Azure High Performance Computing (HPC) Blog

4 MIN READ

A quick start guide to benchmarking AI models in Azure: MLPerf Training v2.0

HugoAffaticati

Microsoft

Aug 03, 2022

By: Sonal Doomra, Program Manager 2, Hugo Affaticati, Program Manager, and Daramfon Akpan, Program Manager

Useful resources

Information on the NDm A100 v4-series

MLCommons® provides a distributed AI training benchmark suite: MLPerf^TM Training. Here is how to run MLPerf^TM training v2.0 benchmarks on NDm A100 v4 virtual machines.

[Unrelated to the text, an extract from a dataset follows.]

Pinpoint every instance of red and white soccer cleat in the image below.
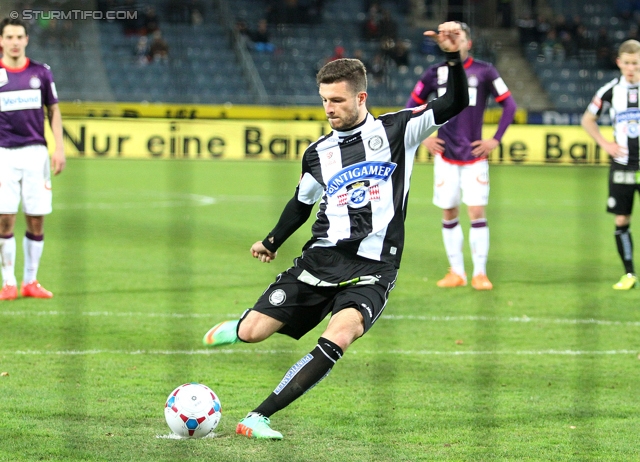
[20,281,53,298]
[0,284,18,300]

1- Select and set up the virtual machine ND96amsr A100 v4 using the information given in this document.

2- Git clone the MLcommons® repo:

cd /mnt/resource_nvme
git clone https://github.com/mlcommons/training_results_v2.0.git

3- Set permissions

sudo chown -R $USER:$USER training_results_v2.0/

4- Navigate into the benchmark directory. BENCHMARK_NAME should be replaced by the benchmark you want to run (e.g. bert, rnnt, dlrm...).

cd training_results_v2.0/Azure/benchmarks/<BENCHMARK_NAME>/implementations/ND96amsr_A100_v4/

5- Make changes for NUMA bindings in azure.sh

vi azure.sh

For NDm A100 v4-series, paste the following lines in the file.

bind_cpu_cores=([0]="24-47" [1]="24-47" [2]="0-23" [3]="0-23" [4]="72-95" [5]="72-95" [6]="48-71" [7]="48-71")
bind_mem=([0]="1" [1]="1" [2]="0" [3]="0" [4]= "3" [5]="3" [6]="2" [7]="2")

6- Make changes to run_and_time.sh to reflect the right path to azure.sh (around line 125)

vi run_and_time.sh

Replace the line with the following.

CMD=( '/bm_utils/bind.sh' '--cpu=/bm_utils/azure.sh' '--mem=/bm_utils/azure.sh' '--ib=single' '--cluster=${cluster}' '--' ${NSYSCMD} 'python' '-u')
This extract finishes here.